With oil prices highly volatile, many are trying to find an angle to profit from the black gold’s ups and downs. While buy low and sell high remain true maxims, there may be other ways one can win in the oil market. With the number of financial instruments available to traders, there is always a way to invest wisely.

I sat down with Donald Levit, a strategist from the market commentary and financial news site EconomicCalendar.com. Donald has been in this industry for some time and is pleasant to speak to.

How Did You End Up Writing Market Commentary?

Like some of my other colleagues, I was a trader for a number of years before I began writing small blurbs with advice to colleagues and associates. After that, one thing led to another and I began writing more and more, additionally I started covering more industries that were less common. After realizing I enjoyed the work, I set off on writing market commentary more and more, eventually freelancing until joining the Economic Calendar team.

Tell Me About Economic Calendar – What Topics Do the Site Cover?

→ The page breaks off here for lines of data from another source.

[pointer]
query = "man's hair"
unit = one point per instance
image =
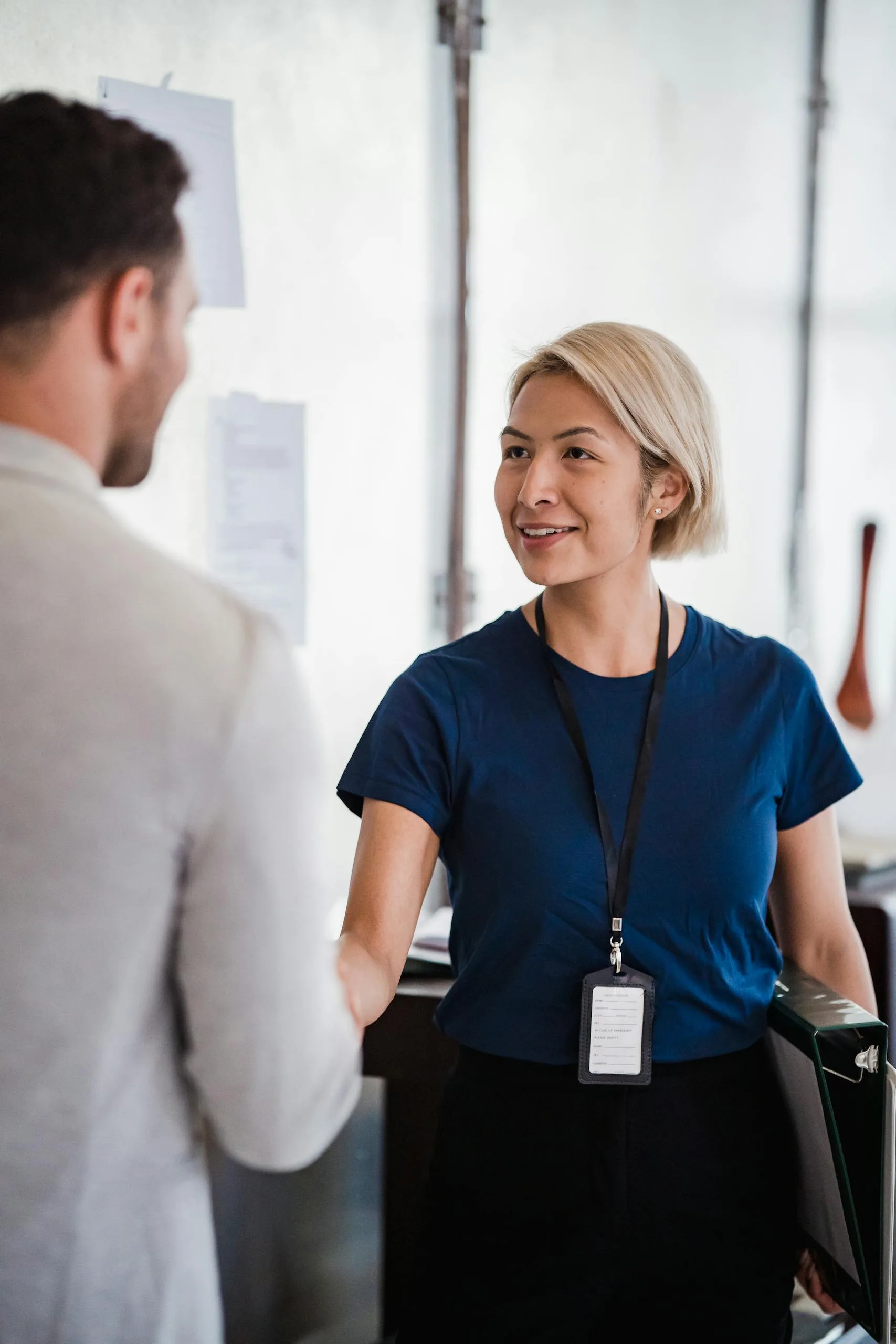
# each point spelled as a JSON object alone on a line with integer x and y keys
{"x": 83, "y": 197}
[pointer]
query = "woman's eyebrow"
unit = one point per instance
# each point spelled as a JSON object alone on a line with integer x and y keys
{"x": 579, "y": 429}
{"x": 566, "y": 433}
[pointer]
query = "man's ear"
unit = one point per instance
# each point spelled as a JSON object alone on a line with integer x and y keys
{"x": 128, "y": 320}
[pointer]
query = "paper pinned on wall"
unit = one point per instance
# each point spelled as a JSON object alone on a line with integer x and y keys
{"x": 257, "y": 505}
{"x": 203, "y": 132}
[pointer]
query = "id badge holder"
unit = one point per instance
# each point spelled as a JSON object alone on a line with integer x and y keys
{"x": 616, "y": 1042}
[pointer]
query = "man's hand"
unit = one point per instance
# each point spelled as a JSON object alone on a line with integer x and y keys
{"x": 810, "y": 1280}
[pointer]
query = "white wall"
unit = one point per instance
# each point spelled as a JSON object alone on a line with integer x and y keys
{"x": 637, "y": 160}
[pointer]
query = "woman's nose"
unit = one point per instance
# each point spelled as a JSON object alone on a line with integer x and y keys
{"x": 539, "y": 486}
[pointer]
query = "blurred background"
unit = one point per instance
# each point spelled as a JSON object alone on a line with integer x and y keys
{"x": 637, "y": 160}
{"x": 632, "y": 160}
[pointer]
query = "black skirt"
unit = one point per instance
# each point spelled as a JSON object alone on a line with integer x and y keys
{"x": 562, "y": 1214}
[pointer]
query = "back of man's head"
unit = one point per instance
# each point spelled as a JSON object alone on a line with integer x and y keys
{"x": 89, "y": 202}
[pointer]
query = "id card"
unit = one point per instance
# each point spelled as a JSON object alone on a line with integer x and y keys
{"x": 616, "y": 1043}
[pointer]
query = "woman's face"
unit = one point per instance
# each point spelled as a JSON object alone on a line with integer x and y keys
{"x": 568, "y": 488}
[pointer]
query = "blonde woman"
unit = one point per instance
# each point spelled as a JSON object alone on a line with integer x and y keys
{"x": 614, "y": 783}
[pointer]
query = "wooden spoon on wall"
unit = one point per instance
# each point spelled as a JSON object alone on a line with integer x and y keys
{"x": 853, "y": 701}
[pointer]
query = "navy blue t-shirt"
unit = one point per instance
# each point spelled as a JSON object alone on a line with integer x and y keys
{"x": 471, "y": 738}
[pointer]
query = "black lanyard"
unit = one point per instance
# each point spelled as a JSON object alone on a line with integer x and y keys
{"x": 618, "y": 865}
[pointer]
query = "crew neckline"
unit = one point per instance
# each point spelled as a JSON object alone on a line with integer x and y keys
{"x": 683, "y": 654}
{"x": 35, "y": 456}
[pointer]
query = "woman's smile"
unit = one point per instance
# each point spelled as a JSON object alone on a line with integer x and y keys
{"x": 544, "y": 537}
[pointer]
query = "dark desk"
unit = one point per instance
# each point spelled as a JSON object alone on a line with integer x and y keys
{"x": 414, "y": 1058}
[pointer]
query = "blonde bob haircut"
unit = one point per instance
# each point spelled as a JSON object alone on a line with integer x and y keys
{"x": 660, "y": 400}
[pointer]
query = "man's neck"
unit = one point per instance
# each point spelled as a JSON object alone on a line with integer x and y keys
{"x": 39, "y": 404}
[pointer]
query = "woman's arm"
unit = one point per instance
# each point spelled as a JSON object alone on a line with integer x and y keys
{"x": 394, "y": 863}
{"x": 816, "y": 930}
{"x": 812, "y": 916}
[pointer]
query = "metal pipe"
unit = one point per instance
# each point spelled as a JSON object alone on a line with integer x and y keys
{"x": 457, "y": 566}
{"x": 798, "y": 609}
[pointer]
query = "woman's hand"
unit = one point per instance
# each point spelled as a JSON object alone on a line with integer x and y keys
{"x": 394, "y": 863}
{"x": 809, "y": 1277}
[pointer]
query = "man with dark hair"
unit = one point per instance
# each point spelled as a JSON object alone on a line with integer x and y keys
{"x": 162, "y": 925}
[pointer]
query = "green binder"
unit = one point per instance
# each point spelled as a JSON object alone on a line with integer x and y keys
{"x": 830, "y": 1058}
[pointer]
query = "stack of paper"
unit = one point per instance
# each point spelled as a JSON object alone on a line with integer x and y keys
{"x": 431, "y": 937}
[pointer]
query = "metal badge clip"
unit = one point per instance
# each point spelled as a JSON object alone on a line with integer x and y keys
{"x": 616, "y": 947}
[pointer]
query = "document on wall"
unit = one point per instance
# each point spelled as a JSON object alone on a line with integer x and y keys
{"x": 203, "y": 131}
{"x": 257, "y": 505}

Economic Calendar covers, as the name suggests, economic events from the calendar. Additionally, we cover a lot of commodities and indices that many sites don’t- including steel, coffee, cocoa, Shenzhen stock market, and France’s CAC 40. That’s not to say we don’t have other areas that many traders are interested in, including forex and trending stocks. Our analysts are experts in their respective fields and provide readers unique market commentary on a daily basis. The site was founded in late 2015 with the principle to provide quality market commentary all in one place. Our team has grown to 8 analysts strong over the past 6 months, with each specializing in key areas.

Tell Me What is Going on in the Oil Industry

The big picture problem is simple- there is a supply and demand imbalance that is affecting the prices. Recently prices started rising due to supply concerns, Canadian production is disrupted and Nigeria’s is under attach from militants. While prices have surged past the psychological level of $50, keep in mind major producers such as Saudi Arabia, Russia, and Venezuela are cash-strapped and aren’t looking to cut production.

Those countries have obligations to deliver oil futures and aren’t going to cut production; it’s not in their interest. They need money now and will sell as much oil as possible to make up any budget shortfalls, which may seem counterproductive but is the reality.

Additionally, Iran is back in the oil market, adding even more of the commodity to the oversupplied market. Iran is looking to increase production even more by the end of the year.

OPEC’s recent meeting was useless, as I wrote in an earlier article. The most interesting thing about that meeting was what the delegates will select for dinner.

Remember that the US shale producers that OPEC is trying to price out of the market are not going to go away.

How Can Investors Get in On the Action?

There are different instruments traders can use, including options, ETFs, CFDs for those living in countries where they are permitted. Even investing in stocks can be an indirect way of cashing in on oil, as many companies’ earnings are dependent on oil.

Read the news, although the way the market is right now, any bit of news can send jitters through the market. My advice is to keep focusing on the big picture, which, in my opinion, in the long-term does not seem too bright for oil.